La faille narcissique
Les hommes ne sont intéressants que lorsqu'ils souffrent. Tant que leur misère reste enfouie sous le plastron rassurant des commodités sociales, des conventions, tant que l'éclat illusoire des postures et des apparences sauve la mise, tout semble aller et chacun ne s'occupe que de soi dans un mirage narcissique de réussite, bardée de vanité et d'orgueil. Sitôt que la structure se fissure et qu'ils sont ravagés par le risque de l'effondrement majeur, ils accèdent alors à des sentiments qui leur faisaient défaut lorsqu'ils se croyaient bien portants.
L'irruption du réel lors des deuils, des ruptures non consenties, des grandes castrations humanise l'individu en dévoilant sa faiblesse, sa fragilité et son besoin des autres. Enfin s'autorise-t-il à livrer quelque chose de lui qui touche à ses profondeurs, manifestant pour l'occasion une surprenante compassion, une certaine tendresse et un besoin urgent de parler en vérité. Ne pouvant plus compter sur la tragi-comédie humaine dans laquelle il s'est perdu, il livre à qui sait l'entendre une part de ses malheurs et se félicite de s'apercevoir qu'il peut exister quelque présence amicale en ce bas-monde, une présence attentive et bienveillante pour qui le sens de la vérité peut encore signifier quelque chose.

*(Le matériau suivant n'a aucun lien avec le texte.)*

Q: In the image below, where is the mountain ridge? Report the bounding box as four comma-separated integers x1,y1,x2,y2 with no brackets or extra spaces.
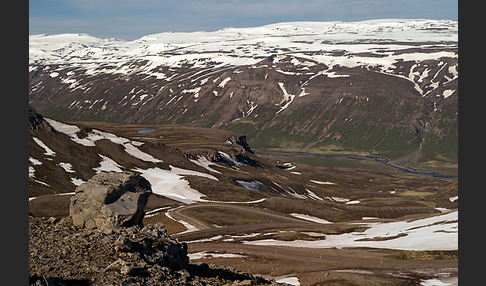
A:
29,19,458,169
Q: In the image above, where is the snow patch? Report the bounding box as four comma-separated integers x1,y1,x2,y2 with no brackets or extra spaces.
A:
420,278,454,286
45,118,162,163
58,162,75,173
182,87,202,98
186,235,224,244
29,157,42,166
93,155,124,173
71,178,86,186
188,251,246,260
305,189,323,200
123,142,162,163
310,180,336,185
218,77,231,88
442,89,455,98
245,211,458,251
276,276,300,286
29,166,36,179
330,197,350,203
32,137,56,156
290,213,332,224
276,82,295,114
133,166,216,204
189,157,222,174
236,180,264,190
218,151,241,166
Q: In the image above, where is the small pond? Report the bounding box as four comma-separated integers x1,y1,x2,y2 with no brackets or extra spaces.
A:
137,129,156,134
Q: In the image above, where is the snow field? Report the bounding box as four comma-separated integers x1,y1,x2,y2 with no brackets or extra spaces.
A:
45,118,162,163
31,20,457,102
132,166,217,204
244,211,458,251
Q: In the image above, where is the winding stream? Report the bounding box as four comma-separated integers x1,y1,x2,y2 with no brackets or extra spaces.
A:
256,149,457,179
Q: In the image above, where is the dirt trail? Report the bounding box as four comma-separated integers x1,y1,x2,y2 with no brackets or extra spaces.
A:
169,203,305,232
188,242,457,285
168,203,458,285
190,242,457,270
169,205,214,231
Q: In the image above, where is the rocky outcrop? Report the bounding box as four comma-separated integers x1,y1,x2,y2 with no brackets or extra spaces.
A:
70,171,152,231
29,216,188,285
184,135,261,168
29,106,55,132
29,216,277,285
229,135,254,154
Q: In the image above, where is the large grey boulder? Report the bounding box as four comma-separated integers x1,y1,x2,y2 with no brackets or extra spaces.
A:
70,171,152,230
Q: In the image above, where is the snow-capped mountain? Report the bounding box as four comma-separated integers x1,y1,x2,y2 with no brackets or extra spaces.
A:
29,19,458,166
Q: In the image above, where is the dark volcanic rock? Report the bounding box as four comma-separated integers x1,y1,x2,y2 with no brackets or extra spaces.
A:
70,171,152,231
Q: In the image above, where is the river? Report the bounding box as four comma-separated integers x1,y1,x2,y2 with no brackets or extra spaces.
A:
255,149,457,179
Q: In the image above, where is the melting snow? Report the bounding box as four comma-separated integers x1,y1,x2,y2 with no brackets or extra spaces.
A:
205,198,266,204
275,276,300,286
189,156,222,174
71,178,86,186
45,118,162,163
32,137,56,156
30,20,457,95
93,154,123,173
186,235,225,244
309,180,336,185
29,157,42,166
218,151,241,166
290,213,332,224
58,162,75,173
188,251,245,260
123,142,162,163
29,166,36,179
182,87,202,98
245,211,458,251
330,197,350,203
305,189,323,200
276,82,295,114
236,180,264,190
133,166,217,204
420,278,454,286
298,88,309,97
218,77,231,88
442,89,455,98
170,165,218,181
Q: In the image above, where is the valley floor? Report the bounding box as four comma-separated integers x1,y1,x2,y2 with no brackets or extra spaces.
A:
30,195,458,285
29,118,458,286
161,203,458,286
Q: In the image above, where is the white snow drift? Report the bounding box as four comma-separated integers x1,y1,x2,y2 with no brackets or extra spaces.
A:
245,211,458,251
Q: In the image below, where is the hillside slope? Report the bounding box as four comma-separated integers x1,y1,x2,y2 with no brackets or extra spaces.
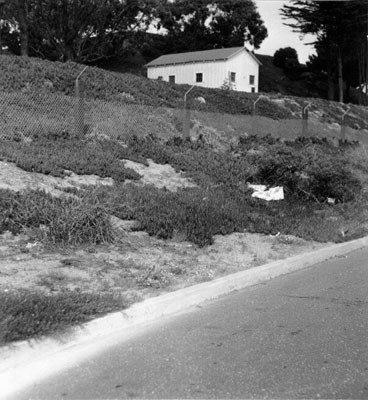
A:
0,55,368,131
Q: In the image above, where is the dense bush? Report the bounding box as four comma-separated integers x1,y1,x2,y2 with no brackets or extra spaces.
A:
273,47,299,70
125,134,362,203
0,189,114,246
236,135,361,202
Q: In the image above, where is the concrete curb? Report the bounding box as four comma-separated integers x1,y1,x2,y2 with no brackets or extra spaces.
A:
1,235,368,398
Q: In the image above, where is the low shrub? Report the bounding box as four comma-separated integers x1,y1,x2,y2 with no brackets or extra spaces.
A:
235,135,362,202
0,188,114,246
0,289,129,344
99,184,246,247
97,182,353,246
0,137,141,181
126,134,362,203
126,134,256,188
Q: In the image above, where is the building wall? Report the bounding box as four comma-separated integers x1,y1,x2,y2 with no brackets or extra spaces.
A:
147,50,260,93
225,51,259,92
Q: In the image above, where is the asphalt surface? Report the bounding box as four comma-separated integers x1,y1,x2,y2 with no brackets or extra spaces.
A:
8,247,368,399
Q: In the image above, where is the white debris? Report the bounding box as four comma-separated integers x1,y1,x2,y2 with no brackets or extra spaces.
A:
248,183,284,201
248,183,267,192
195,96,206,104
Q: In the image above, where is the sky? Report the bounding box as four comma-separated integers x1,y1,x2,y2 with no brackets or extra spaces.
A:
254,0,317,63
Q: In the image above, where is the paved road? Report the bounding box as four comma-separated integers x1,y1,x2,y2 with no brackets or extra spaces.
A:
10,247,368,399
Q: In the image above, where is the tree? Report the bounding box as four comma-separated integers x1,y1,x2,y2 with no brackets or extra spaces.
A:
156,0,267,54
1,0,158,63
281,0,367,103
1,0,31,56
273,47,299,70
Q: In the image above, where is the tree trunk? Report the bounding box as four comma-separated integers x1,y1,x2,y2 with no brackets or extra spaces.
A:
358,51,362,105
17,0,28,56
337,47,343,103
327,62,335,101
366,42,368,106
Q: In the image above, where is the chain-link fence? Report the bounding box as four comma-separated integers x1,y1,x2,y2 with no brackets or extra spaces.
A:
0,89,187,142
1,82,368,148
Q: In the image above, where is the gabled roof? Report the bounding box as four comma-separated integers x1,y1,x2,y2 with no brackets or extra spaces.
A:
146,47,262,68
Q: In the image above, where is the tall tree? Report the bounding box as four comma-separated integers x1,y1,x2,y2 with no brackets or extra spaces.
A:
281,0,367,103
1,0,158,63
2,0,31,56
156,0,267,53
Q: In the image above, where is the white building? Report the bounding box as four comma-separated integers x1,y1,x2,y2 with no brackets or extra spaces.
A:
146,47,262,93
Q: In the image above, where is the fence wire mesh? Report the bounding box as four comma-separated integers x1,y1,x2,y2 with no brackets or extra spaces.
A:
1,86,368,149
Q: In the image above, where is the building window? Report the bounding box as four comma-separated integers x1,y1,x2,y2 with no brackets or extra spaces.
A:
230,72,236,82
251,87,256,93
157,76,163,81
169,75,175,84
249,75,255,85
196,73,203,83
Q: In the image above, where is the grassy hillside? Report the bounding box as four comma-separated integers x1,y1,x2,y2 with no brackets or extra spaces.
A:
1,54,368,343
0,55,290,119
2,54,368,131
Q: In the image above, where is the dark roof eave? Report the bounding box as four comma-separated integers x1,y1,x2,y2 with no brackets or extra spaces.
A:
146,58,228,68
145,47,262,68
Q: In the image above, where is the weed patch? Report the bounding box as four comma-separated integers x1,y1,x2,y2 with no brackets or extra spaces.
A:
0,136,141,181
0,189,114,246
89,134,367,245
125,134,362,203
0,289,129,344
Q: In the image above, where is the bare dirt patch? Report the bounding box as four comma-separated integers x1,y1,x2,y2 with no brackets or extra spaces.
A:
0,229,328,302
0,161,113,196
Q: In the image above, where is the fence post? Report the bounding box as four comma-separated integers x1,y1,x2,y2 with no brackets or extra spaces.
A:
341,106,350,142
302,102,311,137
252,95,268,136
183,85,195,139
75,66,88,138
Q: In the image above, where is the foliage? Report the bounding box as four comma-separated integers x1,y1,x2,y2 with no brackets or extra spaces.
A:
86,134,365,246
0,136,140,181
0,131,365,247
105,184,248,247
0,289,129,344
1,0,158,63
237,135,361,202
257,54,322,98
126,134,362,204
281,0,367,103
0,188,114,246
273,47,300,71
156,0,267,53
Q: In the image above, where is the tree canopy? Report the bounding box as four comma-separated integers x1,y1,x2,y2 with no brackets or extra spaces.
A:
1,0,158,63
0,0,267,66
273,47,299,70
155,0,268,53
281,0,367,103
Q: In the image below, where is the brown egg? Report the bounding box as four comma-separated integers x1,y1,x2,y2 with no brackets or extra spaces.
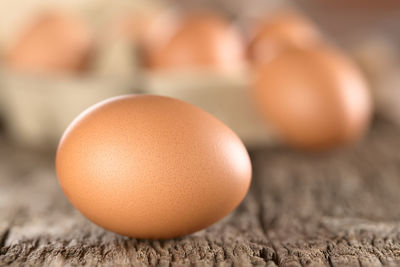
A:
6,12,93,74
143,12,246,73
114,9,163,44
252,46,372,150
56,95,251,239
248,11,321,65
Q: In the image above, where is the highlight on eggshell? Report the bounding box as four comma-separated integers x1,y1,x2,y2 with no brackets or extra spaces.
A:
56,95,252,239
248,11,321,65
142,11,246,74
252,45,372,150
6,12,94,75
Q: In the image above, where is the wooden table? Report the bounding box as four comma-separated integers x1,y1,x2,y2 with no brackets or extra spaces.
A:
1,120,400,266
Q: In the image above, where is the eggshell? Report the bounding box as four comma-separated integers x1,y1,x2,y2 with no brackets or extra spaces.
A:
6,12,93,75
252,46,372,150
143,12,246,74
248,11,321,65
114,8,163,44
56,95,252,239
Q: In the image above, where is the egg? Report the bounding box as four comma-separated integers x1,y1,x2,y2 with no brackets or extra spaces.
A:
143,12,246,74
252,46,372,150
56,95,251,239
114,9,163,44
6,12,93,75
248,11,321,65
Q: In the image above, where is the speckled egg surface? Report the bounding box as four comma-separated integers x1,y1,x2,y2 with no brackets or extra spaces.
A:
56,95,252,239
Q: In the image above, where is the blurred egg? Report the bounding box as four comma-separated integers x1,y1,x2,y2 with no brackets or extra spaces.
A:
56,95,251,239
143,12,246,74
248,11,321,65
6,12,93,75
252,46,372,150
114,8,163,45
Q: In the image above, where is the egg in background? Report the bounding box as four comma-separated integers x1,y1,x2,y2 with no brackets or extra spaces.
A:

Mais au fond, rien ne change. La rencontre du réel peut ouvrir en apparence à l'altérité en déchirant la bulle boursoufflée du narcissisme mais la faille est telle que l'autre n'est jamais qu'un miroir, qu'un moyen au service d'un complexe que rien ne vient véritablement modifier. Le narcissique trouve toujours un "sauveur" pour l'aider dans sa détresse, celui qui devrait lui permettre de reconstituer l'image dévastée par l'insupportable expérience du réel. Mais son besoin de vérité est dramatiquement au service de la vérité de ses pulsions. Les structures l'emportent toujours sur les aléas et se nourrissent d'eux pour rétablir un état antérieur.
Aussi faut-il se demander s'il est vraiment nécessaire d'aller mieux dans la mesure où chacun retourne à ses compulsions originelles avec une flagornerie d'autant plus renforcée que la souffrance diminue ? Un mieux-être apporte toujours ou presque son flot d'illusions et de menteries. En grattant un peu, nous verrons que cette santé de façade dissimule mal la pathologie et les multiples trous qui continuent leur travail de sape. Il faudra de nouveaux deuils, de nouvelles séparations pour que la vérité réapparaisse. Mais ce jour-là, qui pour l'entendre ? Qui pour aider celui qui ne voit pas en l'autre quelqu'un d'autre mais un moyen au service de sa pathologie chronique ? Comme le note Schopenhauer, "les choses sont toujours les mêmes mais autrement".